In the most memorable sequence of Tóibín’s novel, sexuality and politics are interwoven, with gently wrenching consequences. In the spring of 1933, Mann, then a few months into his exile, was agonizing over the fate of his old diaries, which had been left behind at the family house, in Munich. Because he had renounced right-wing nationalism in the previous decade, the Nazi regime viewed him as a traitor—Reinhard Heydrich wanted to have Mann arrested—and the diaries could have been used to ruin his reputation. Mann’s son Golo had packed them in a suitcase with other papers and had them shipped to Switzerland. For several weeks, nothing was delivered. “Terrible, even deadly things can happen,” Mann wrote in a diary entry in late April. Decades later, it became known that a German border officer had waylaid the suitcase but had paid attention only to a top layer of book contracts. The contracts were sent to Heydrich’s political police, examined, and sent back, whereupon the suitcase was allowed to proceed.

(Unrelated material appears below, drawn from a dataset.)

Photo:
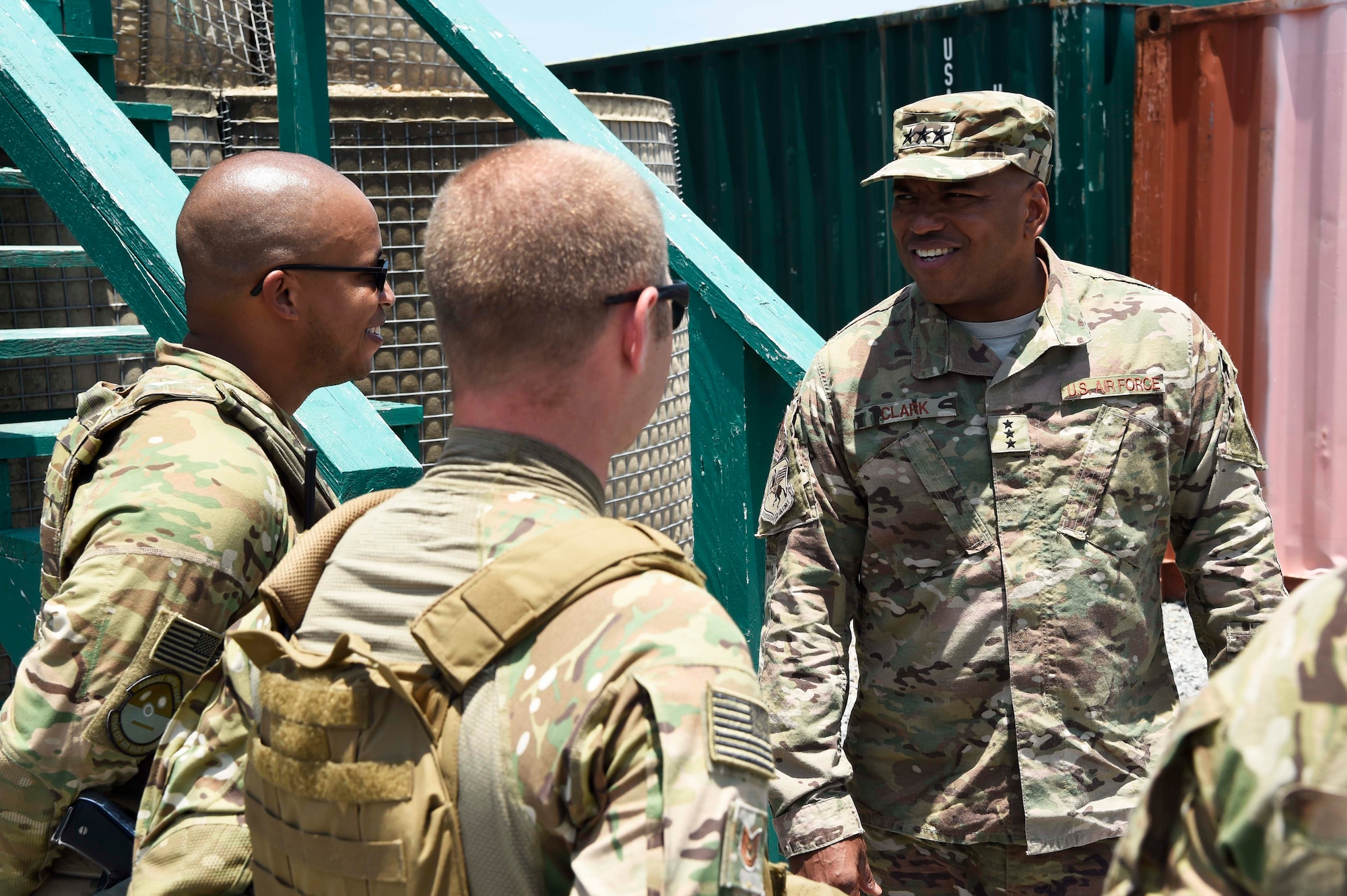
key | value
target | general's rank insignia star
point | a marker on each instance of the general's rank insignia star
(1010, 435)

Tóibín vividly evokes Mann’s panic when the diaries went missing. In a wonderful detail, the protagonist asks a Zurich bookshop for a biography of Oscar Wilde: “While he did not expect to go to prison as a result of any disclosures, as Wilde did, and he was aware that Wilde’s life had been dissolute, as his had not, it was the move from famous writer to disgraced public figure that interested him.”